As a pioneering researcher, industry leader, and philanthropist, he has a unique perspective on both large-scale corporate research laboratories and Canada’s world-class academic AI community He built his academic foundation alongside two "Godfathers" of artificial intelligence: Yoshua Bengio, his Ph.D. supervisor at the Université de Montréal, and Geoffrey Hinton, his postdoctoral supervisor at the University of Toronto.
Over the years, his research has contributed several conceptual breakthroughs found in modern AI systems. His work on Denoising Autoencoders (DAE) identified the reconstruction of clean data from corrupted versions as a scalable paradigm for learning meaningful representations from large quantities of unlabeled data. Through models such as the Neural Autoregressive Distribution Estimator (NADE) and the Masked Autoencoder for Distribution Estimation (MADE), he helped popularize the neural autoregressive modeling paradigm now omnipresent in generative AI. Furthermore, his work on Zero-Data Learning of New Tasks introduced the now-standard concept of zero-shot learning.
He successfully bridged the gap between academia and industry by co-founding the startup Whetlab, which was acquired by Twitter in 2015. After a role at Twitter Cortex, he was recruited to lead Google's AI research lab in Montreal (Google Brain), now integrated into Google DeepMind. He remains an Adjunct Professor at the Université de Montréal and McGill University, and is a Canada CIFAR AI Chair, mentoring the next generation of AI researchers.

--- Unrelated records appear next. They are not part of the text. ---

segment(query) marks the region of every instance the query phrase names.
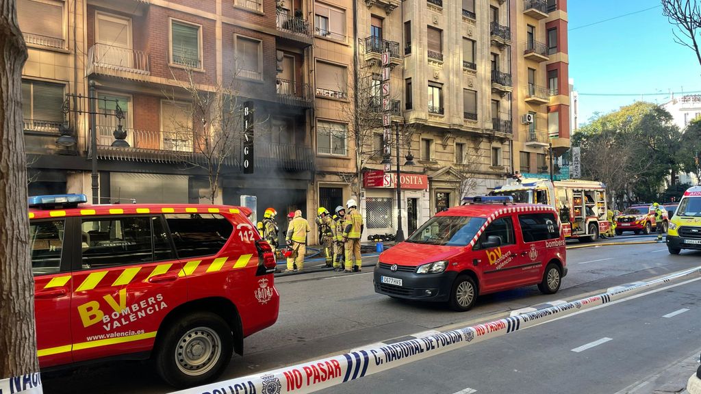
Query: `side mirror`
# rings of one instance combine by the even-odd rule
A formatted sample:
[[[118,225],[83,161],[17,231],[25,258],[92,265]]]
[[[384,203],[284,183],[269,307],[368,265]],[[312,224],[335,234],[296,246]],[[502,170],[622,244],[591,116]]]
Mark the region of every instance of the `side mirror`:
[[[486,242],[483,242],[482,249],[489,249],[501,246],[501,238],[496,236],[489,236],[486,238]]]

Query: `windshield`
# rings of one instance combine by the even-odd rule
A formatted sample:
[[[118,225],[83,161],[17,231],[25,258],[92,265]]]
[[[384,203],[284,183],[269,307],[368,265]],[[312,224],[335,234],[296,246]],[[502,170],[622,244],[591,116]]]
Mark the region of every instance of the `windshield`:
[[[467,216],[434,216],[416,230],[407,242],[465,246],[486,222],[481,217]]]
[[[510,196],[514,198],[514,203],[532,203],[532,190],[509,190],[494,191],[489,193],[490,196]]]
[[[701,197],[686,197],[676,209],[677,216],[701,216]]]

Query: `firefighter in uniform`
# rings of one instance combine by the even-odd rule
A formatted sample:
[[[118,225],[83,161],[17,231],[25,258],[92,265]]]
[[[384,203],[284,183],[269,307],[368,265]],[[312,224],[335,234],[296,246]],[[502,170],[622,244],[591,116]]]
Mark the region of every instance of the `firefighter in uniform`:
[[[268,208],[263,214],[263,220],[259,222],[256,226],[261,238],[268,241],[270,247],[273,248],[273,254],[275,254],[278,248],[278,224],[275,222],[275,217],[277,216],[278,211],[275,208]]]
[[[334,233],[334,271],[343,271],[341,261],[345,260],[343,252],[343,229],[346,229],[346,208],[341,205],[336,207],[336,215],[334,216],[334,226],[332,228]]]
[[[333,220],[331,214],[324,207],[319,207],[317,210],[317,217],[315,219],[319,228],[319,245],[324,252],[324,257],[326,259],[326,266],[331,268],[333,266],[333,257],[332,256],[333,247],[334,234],[332,231],[333,228]]]
[[[287,258],[287,270],[301,271],[304,268],[304,254],[306,253],[306,237],[309,232],[309,222],[302,217],[302,211],[294,211],[294,217],[287,227],[285,240],[292,249],[292,255]],[[297,268],[295,268],[297,267]]]
[[[662,242],[662,233],[665,231],[665,211],[660,208],[660,204],[655,203],[653,204],[655,208],[655,226],[657,227],[658,242]]]
[[[343,240],[346,241],[346,272],[360,272],[360,236],[362,235],[362,216],[358,211],[358,203],[353,198],[346,203],[348,214]]]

A father of four, Hugo Larochelle and his wife, Angèle St-Pierre, have also made multiple donations to the Université de Montréal and Université de Sherbrooke to support students and advance research, particularly in AI for environmental sustainability. He also founded the Techaide conference, mobilizing Montreal's tech community to raise funds for the charity Centraide in its mission to fight poverty and social exclusion.